Methods: A single dose of 8 mg of acenocoumarol were orally administered to 8 healthy volunteers on day 1 and 8. From day 3 to 9, the volunteers received 1g of amoxicillin + 250 mg of clavulanic acid. Eleven blood samples were collected at day 1 and at day 8 for each volunteer; plasma concentrations of acenocoumarol and prothrombin time ratio (PTr) were measured. The PK-PD analysis was performed with a non-linear mixed effect model in NONMEM using FOCE INTERACTION method. In a first step, the structural PK model was identified by pooling the present dataset with other individual data from PK acénocoumarol trials. In a second step, an indirect PK-PD model was build conditional on the individual Bayesian PK parameter estimations from first step; PTr was fitted to an indirect action model with inhibition of the response synthesis as described by Dayneka . The model is composed of two functions, one for the clotting factor (CF) and one for PTr: dCF/dt = Kin*(1-(Cp/(Cp+C50))) – Kout*CF PTr = PTr0*CF/(θ+CF), CF are the clotting factors, θ is the hyperbolic parameter. Demographic covariates, as well as antibiotic treatment effect, were tested on PK and PD parameters. The model was validated by visual predictive check.
Results: Plasma concentrations of acenocoumarol were best fitted with a two compartment and first-order absorption model. Weight was included as covariate on V2 and antibiotic treatment effect on CL, thus reducing unexplained inter-individual variabilities from 10.0% to 0.3% for V2 and from 12.2% to 8.7% for CL. A significant 15% decrease in anecocoumarol clearance was observed when antibiotic was prescribed. PTr levels were well fitted by the indirect response model, but no significant covariate were identified, and especially the co-administration of antibiotic did not induce any significant changes on the prothrombin time.

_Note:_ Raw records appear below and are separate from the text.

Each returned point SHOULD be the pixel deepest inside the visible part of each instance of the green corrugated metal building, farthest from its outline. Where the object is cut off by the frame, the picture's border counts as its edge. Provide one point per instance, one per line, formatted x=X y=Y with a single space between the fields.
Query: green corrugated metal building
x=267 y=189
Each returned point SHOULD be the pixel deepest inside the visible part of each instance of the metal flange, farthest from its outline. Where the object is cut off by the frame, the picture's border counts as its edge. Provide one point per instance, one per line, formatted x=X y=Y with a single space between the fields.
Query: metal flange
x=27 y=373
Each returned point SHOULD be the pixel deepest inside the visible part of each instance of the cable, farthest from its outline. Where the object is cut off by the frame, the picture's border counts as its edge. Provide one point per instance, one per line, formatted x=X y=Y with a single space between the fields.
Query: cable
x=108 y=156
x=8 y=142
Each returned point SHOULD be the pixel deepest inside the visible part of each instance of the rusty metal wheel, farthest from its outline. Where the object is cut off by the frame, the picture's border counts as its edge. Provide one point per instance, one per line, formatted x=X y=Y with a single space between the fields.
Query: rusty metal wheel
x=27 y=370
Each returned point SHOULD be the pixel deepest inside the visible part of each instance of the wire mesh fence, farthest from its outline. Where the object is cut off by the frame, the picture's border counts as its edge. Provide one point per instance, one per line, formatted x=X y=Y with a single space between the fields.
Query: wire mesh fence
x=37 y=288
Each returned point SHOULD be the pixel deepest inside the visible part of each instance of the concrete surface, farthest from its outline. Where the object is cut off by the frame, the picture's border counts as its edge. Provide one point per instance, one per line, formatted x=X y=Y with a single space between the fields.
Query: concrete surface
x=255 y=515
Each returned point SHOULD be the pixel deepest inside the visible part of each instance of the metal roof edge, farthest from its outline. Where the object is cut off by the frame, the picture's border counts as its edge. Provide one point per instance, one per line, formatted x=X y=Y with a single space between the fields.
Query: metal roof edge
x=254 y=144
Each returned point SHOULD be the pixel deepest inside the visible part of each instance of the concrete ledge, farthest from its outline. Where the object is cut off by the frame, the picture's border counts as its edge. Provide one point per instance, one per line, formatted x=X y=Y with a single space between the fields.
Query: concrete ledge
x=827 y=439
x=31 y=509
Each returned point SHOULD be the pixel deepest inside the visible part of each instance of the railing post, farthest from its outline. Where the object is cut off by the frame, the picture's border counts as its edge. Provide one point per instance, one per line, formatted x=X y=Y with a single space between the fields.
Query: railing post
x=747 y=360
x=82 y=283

Conclusions: To our best knowledge, this is the first application of an indirect response model to acenocoumarol data for assessing drug interaction. The only drug interaction with antibiotic that was found in this study was at the PK level, but not at PD level. Despite some case reports of clinical suspicions, amoxicillin plus clavulanic acid do not seem to affect the pharmacodynamic activity of acenocoumarol as assessed by prothrombin time.
 J Pharmacokinet Biopharm 1993; 21: 457-78.